BP also said on Monday that its partners in the leaking well must share responsibility for the costs in dealing with the disaster.

"Other parties besides BP may be responsible for costs and liabilities arising from the oil spill, and we expect those parties to live up to their obligations," Tony Hayward, BP's chief executive, said in a statement.

It said that the co-owners had confirmed to the US federal government that they would be liable for oil spill cleanup costs.

'Gross negligence'

It follows Anadarko Petroleum Corp., which has a 25 per cent stake in the gushing well, accusing BP of gross negligence in operating the drilling rig.

Anadarko said the joint operating agreement makes BP responsible to co-owners for any damage due to gross negligence or willful misconduct.

Anadarko had no employees on the well and was a non-operating partner in the project.

The rig was owned by Transocean Ltd. of Switzerland and operated by BP.

'Fault ignored'

Meanwhile, a worker on the rig claimed, on Monday, that he found a fault in a key piece of safety equipment weeks before the disaster.
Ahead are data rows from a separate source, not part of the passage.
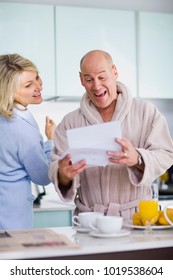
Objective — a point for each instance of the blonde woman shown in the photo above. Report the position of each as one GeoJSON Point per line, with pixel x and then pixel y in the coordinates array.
{"type": "Point", "coordinates": [24, 157]}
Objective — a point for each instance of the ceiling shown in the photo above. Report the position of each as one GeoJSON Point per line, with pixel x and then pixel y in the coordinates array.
{"type": "Point", "coordinates": [136, 5]}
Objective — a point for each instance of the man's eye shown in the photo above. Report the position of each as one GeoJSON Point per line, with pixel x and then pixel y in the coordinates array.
{"type": "Point", "coordinates": [28, 85]}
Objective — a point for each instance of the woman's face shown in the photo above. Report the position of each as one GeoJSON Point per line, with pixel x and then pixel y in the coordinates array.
{"type": "Point", "coordinates": [29, 89]}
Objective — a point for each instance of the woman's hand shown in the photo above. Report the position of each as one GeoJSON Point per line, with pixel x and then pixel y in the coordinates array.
{"type": "Point", "coordinates": [50, 127]}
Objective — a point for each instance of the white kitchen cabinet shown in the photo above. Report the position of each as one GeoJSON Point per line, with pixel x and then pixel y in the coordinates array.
{"type": "Point", "coordinates": [155, 55]}
{"type": "Point", "coordinates": [29, 30]}
{"type": "Point", "coordinates": [79, 30]}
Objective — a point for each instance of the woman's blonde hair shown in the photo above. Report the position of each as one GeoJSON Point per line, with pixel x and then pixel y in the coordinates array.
{"type": "Point", "coordinates": [11, 67]}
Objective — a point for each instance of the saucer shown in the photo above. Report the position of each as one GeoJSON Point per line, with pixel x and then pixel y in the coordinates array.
{"type": "Point", "coordinates": [120, 233]}
{"type": "Point", "coordinates": [81, 229]}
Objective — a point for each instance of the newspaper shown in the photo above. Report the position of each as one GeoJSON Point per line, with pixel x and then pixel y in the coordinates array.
{"type": "Point", "coordinates": [33, 239]}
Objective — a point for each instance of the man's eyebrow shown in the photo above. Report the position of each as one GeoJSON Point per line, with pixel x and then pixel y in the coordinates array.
{"type": "Point", "coordinates": [101, 72]}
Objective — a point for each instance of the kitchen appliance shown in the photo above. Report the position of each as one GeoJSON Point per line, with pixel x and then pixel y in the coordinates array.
{"type": "Point", "coordinates": [166, 185]}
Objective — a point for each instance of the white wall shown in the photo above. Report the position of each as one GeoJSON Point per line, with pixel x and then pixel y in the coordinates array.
{"type": "Point", "coordinates": [137, 5]}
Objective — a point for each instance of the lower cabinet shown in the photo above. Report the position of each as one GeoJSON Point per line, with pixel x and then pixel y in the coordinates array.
{"type": "Point", "coordinates": [52, 218]}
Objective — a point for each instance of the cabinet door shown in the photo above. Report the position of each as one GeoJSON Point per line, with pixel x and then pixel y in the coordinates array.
{"type": "Point", "coordinates": [155, 55]}
{"type": "Point", "coordinates": [29, 30]}
{"type": "Point", "coordinates": [79, 30]}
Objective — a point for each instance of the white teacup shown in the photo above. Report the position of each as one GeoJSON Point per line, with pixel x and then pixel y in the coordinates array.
{"type": "Point", "coordinates": [108, 224]}
{"type": "Point", "coordinates": [169, 205]}
{"type": "Point", "coordinates": [85, 219]}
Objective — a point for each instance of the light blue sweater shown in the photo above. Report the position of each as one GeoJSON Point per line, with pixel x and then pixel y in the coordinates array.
{"type": "Point", "coordinates": [24, 158]}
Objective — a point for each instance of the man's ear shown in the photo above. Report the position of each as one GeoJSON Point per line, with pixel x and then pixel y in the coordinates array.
{"type": "Point", "coordinates": [114, 71]}
{"type": "Point", "coordinates": [81, 77]}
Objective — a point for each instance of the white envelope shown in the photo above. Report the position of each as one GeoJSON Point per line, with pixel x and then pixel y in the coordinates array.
{"type": "Point", "coordinates": [92, 142]}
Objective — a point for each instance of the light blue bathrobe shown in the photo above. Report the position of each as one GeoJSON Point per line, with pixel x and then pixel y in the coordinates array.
{"type": "Point", "coordinates": [24, 158]}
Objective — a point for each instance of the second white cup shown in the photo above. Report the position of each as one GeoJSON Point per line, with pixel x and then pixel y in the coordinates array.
{"type": "Point", "coordinates": [85, 219]}
{"type": "Point", "coordinates": [108, 224]}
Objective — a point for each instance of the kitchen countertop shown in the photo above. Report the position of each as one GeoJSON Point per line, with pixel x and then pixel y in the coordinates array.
{"type": "Point", "coordinates": [137, 245]}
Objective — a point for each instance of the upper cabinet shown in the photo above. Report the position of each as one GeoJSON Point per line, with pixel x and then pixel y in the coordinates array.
{"type": "Point", "coordinates": [79, 30]}
{"type": "Point", "coordinates": [29, 30]}
{"type": "Point", "coordinates": [155, 55]}
{"type": "Point", "coordinates": [56, 37]}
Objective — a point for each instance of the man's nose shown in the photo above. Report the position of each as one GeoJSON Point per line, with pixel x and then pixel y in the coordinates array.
{"type": "Point", "coordinates": [39, 84]}
{"type": "Point", "coordinates": [96, 84]}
Tyrone Benton told the British Broadcasting Corporation [BBC] the fault on the Deepwater Horizon rig was not fixed and instead the device, known as a blowout preventer, was shut down and a second one used.

He said that repairing it would have meant stopping drilling work at a time when it was costing $500,000 a day to operate the rig, the source of the massive oil spill.

BP has said that rig owners Transocean were responsible for the piece of equipment, and Transocean says the device was tested successfully before the incident, the BBC reported.